The software periodically checks participating stations’ designated web addresses and updates the sites and voice databases whenever there’s new content, says Michael Yoch, NPR senior business development manager. An RSS reader grabs stations’ text stories. Crisp Wireless software then updates the stations’ mobile sites and optimizes them for users’ individual devices.
Project developers are still working on a site designed for the iPhone’s more complex navigation scheme, Thomas says. The site should be ready in mid-May.
Thomas launched the beta tests last summer but won’t be at NPR when it goes national in August or later. She leaves NPR May 5 to become c.o.o. for online craft marketplace Etsy.com (Current, April 7).
She recommends that NPR continue to experiment and tweak the service before making it available to the entire system. “It’s very, very early days,” she says.
“I’ve been encouraging people here to think of this as a continuous cycle of product development,” she says. “I really think we’ll have multiple product offerings in this area.”

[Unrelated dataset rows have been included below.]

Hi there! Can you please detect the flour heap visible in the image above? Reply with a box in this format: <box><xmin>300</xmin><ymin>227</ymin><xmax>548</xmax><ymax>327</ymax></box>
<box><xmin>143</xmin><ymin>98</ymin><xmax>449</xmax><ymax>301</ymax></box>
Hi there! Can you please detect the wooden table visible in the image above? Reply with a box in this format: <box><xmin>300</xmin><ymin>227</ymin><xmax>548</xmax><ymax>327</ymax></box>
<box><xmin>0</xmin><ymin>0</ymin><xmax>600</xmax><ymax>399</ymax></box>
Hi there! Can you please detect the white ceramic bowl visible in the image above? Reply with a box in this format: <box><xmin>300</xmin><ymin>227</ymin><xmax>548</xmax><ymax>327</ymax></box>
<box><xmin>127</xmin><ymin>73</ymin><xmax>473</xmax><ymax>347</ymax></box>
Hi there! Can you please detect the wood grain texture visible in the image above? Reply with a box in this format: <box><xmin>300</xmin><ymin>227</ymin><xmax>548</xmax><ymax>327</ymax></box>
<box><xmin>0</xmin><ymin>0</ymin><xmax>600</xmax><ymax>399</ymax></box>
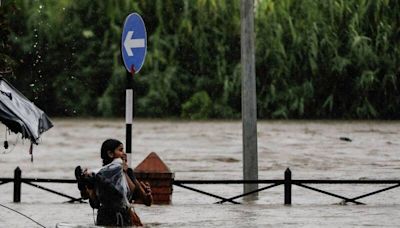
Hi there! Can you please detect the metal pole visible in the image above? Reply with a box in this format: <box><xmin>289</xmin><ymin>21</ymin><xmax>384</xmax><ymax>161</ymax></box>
<box><xmin>240</xmin><ymin>0</ymin><xmax>258</xmax><ymax>200</ymax></box>
<box><xmin>125</xmin><ymin>65</ymin><xmax>135</xmax><ymax>167</ymax></box>
<box><xmin>13</xmin><ymin>167</ymin><xmax>21</xmax><ymax>203</ymax></box>
<box><xmin>285</xmin><ymin>168</ymin><xmax>292</xmax><ymax>205</ymax></box>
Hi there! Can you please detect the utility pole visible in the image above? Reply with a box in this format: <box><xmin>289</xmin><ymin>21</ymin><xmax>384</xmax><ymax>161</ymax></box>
<box><xmin>240</xmin><ymin>0</ymin><xmax>258</xmax><ymax>200</ymax></box>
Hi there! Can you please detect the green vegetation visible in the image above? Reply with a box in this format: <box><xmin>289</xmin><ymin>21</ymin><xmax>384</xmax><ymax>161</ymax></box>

By any definition, wireless is already a huge platform and getting bigger.
As of December, more than 84 percent of the U.S. population had wireless service, according to the Cellular Telecommunications and Internet Association. Users logged more than 2 trillion wireless minutes last year, 40 percent more than in 2005.
The wireless industry last year brought in nearly $139 billion in revenues — more than $23 billion exclusively from wireless data services, a nearly 175 percent increase from two years earlier.
System observers such as Jim Paluzzi, v.p. for new media and technology at Colorado Public Radio, have warned of a time when the ubiquitous handhelds, equipped with access to near-unlimited Internet radio streams, will become serious competitors to pubradio (commentary in Current, Sept. 11, 2006).
While wireless multimedia consumption is still mostly in the early-adopter phase, the sector could surprise traditional broadcasters by “how quickly it starts to steal listeners,” says Skip Pizzi, a Microsoft technologist and contributing editor for Radio World. People are already accustomed to toting the devices, and pent-up demand based on dissatisfaction with radio offerings could make for “not just an early-adopter fringe movement, but more of a large-scale movement,” he says.
“Broadcasters ignore this new market at their own peril,” Pizzi says. “They need to really rethink their offerings toward that sector.”
The NPR project allows stations to let someone else do the rethinking for them, say participants. “It was going to be a while before we could do something like this on our own,” says Rob Gordon, president of Nashville Public Radio. His station is one of those coming aboard in May.
Those that have been involved from the beginning have discovered modest user interest. WAMU’s mobile site has received roughly 104,000 unique visitors since it launched in August, compared to the station’s average weekly broadcast audience of 650,000, according to Kay Summers, public information director.
Overall, all the NPR Mobile sites put together are averaging around 300,000 page views a month.
The number of views increased by more than 50 percent between February and March of this year, according to NPR.
Colorado Public Radio joined the market test in February but will locally test usability and reception for a few more weeks before promoting the service on air, Paluzzi says. The NPR project is a step in the right direction, he says, but he looks forward to a mobile service that includes breaking-news text-message alerts “that really close the loop.”
“It’s great to have user-friendly tools,” he says. “But if someone doesn’t have the thing on or isn’t looking at it at the time, then it’s a tree falling in an empty forest.”
NPR plans to experiment with text alerts for breaking news and other local information such as school closings and weather warnings, Thomas says.